'Unsettled' terminal care laws at issue in Alberta
A recent Alberta court battle over end-of-life care has left legal experts disagreeing about whether the law is settled in answering the thorny legal question of a doctor’s right to withdraw life-sustaining treatment from patients without the consent of their family or loved ones.
In Chalifoux v. Alberta Health Services  A.J. No. 1216, Justice Debra Yungwirth of the Court of Queen’s Bench authorized the removal of a mechanical ventilator from a severely disabled infant, despite the mother’s wish to continue treatment.
The court heard that the baby was born with a typically fatal genetic defect that, among other things, prevented her chest from accommodating her lungs. Medical experts, including an independent physician retained by the mother, testified that the baby had no hope of improvement or recovery and appeared to be in pain.
After receiving notification that the health care team intended to cease providing mechanical ventilation to the baby, the mother Roseanne Chalifoux sought an injunction against the hospital.
In written reasons released Nov. 3 following an oral decision in August, the judge sided with the hospital in deciding that efforts to prolong the infant’s life were not in her best interest and removing her from life support was the “kindest” option available. The judge denied the request for an injunction and used her authority under the province’s Family Law Act to authorize the hospital to remove the ventilator and implement a palliative treatment plan.
However, Justice Yungwirth also refused to accept the hospital’s position that it had the right to remove the ventilator without seeking court permission, which it based on the Manitoba Court of Appeal’s 1997 decision in Child & Family Services of Central Manitoba v. L(R).
“It appears that no court in Alberta has gone as far as endorsing the position taken by the Respondents in this regard,” wrote Justice Yungwirth.

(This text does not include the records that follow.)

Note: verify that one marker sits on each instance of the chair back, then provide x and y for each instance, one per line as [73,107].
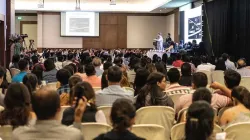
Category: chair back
[209,76]
[238,131]
[160,115]
[6,132]
[149,131]
[218,76]
[178,131]
[93,130]
[106,110]
[245,82]
[14,71]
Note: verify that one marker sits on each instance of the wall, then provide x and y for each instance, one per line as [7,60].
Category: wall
[49,33]
[24,18]
[141,30]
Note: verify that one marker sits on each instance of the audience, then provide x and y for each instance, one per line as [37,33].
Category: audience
[174,87]
[23,67]
[186,76]
[200,122]
[49,75]
[152,93]
[114,90]
[123,117]
[63,76]
[46,105]
[91,76]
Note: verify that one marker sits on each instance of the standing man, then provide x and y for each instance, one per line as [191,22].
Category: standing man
[159,40]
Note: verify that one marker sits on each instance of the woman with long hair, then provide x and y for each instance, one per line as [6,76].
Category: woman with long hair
[122,117]
[152,93]
[200,121]
[91,113]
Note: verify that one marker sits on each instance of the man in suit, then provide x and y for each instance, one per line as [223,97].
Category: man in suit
[46,105]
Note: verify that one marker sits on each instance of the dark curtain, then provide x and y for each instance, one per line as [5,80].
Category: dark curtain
[228,23]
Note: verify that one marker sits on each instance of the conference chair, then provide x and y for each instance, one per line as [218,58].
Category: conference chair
[149,131]
[238,131]
[106,110]
[6,132]
[92,130]
[245,82]
[209,76]
[160,115]
[14,71]
[218,76]
[178,131]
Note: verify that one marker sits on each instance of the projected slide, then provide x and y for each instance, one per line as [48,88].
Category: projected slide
[193,24]
[79,24]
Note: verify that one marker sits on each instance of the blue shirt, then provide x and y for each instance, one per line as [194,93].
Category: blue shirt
[19,77]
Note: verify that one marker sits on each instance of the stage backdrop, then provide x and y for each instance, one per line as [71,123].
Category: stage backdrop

Dalhousie law professor Jocelyn Downie sees the decision as the latest in a trend toward judgements acknowledging uncertainty in this area of law.
She noted that while the law clearly requires health care providers to seek court permission to provide treatment against the wishes of a patient’s substitute decision-maker, there is no clear decision on whether it must do the same in cases where physicians wish to withdraw or withhold treatment.
“We have cases going both directions across the country,” she said, adding that she disputes the position taken by many physicians that common law gives them the right to cease treatment.
“My position is that (doctors) recognize they don’t have unilateral authority with respect to treating against the patient’s substitute decision-maker’s wishes, so too, the logic applies that they don’t have the authority to withhold treatment.”
The exception is in Ontario, where a decision by the Supreme Court of Canada in Cuthbertson v. Rasouli  S.C.J. No. 53 found that health care providers had to either obtain the permission of the substitute decision-maker or get permission from the province’s Consent and Capacity Board to remove life support from a severely brain-damaged man.
As that case didn’t address common law issues, it offers little guidance to provinces without similar boards, said Downie.
But Alberta lawyer Michael Waite, who teaches health law at the University of Calgary and chairs the Canadian Bar Association’s health law section, believes the law, at least in Alberta, is settled around the issue of the rights of health care providers.
He said a “line of Alberta cases” has effectively determined that health care teams have the right to proceed without consent in “the very exceptional cases where care is being requested that is futile, not in the patient’s best interests and not clinically indicated,” despite the fact the Manitoba decision has not been explicitly endorsed.
“Just because a court in Alberta has not made the express statement that doctors have the unilateral right to withdraw treatment without consent doesn’t mean that it isn’t the law,” he said.
Adding that “consent is a shield, not a sword,” Waite said that when patients aren’t being offered treatment — even if it is end-of-life care —there’s no decision to be made requiring consent.
Waiting for higher court decisions to resolve this issue is problematic, Downie warned. Along with being expensive and daunting for families, cases frequently end up being moot because patients don’t survive long enough to get a decision.
Describing it as “a terrible way to make law,” she hopes cases like Chalifoux will pressure legislators to address end-of-life issues through legislation and the creation of bodies like Ontario’s Consent and Capacity board.
Waite questions how effective such boards would be, arguing they can be just as slow as the court system and their decisions remain subject to appeal. He suggests policies and procedures that help build consensus around treatment are most useful. “My view is that the focus should be on preventing these disputes.”
While Edmonton health care lawyer Jonathan Rossall agrees that specialized expert panels might be more effective than the court system for adjudicating disputes, he argues that the issue of resource allocation must be considered.
“I think it’s the elephant in the room in these kinds of cases but in Alberta, as in all other provinces, we have limited resources to apply to health care,” he said. “I just wonder when someone is going to have the courage to stand up in court and make that argument.”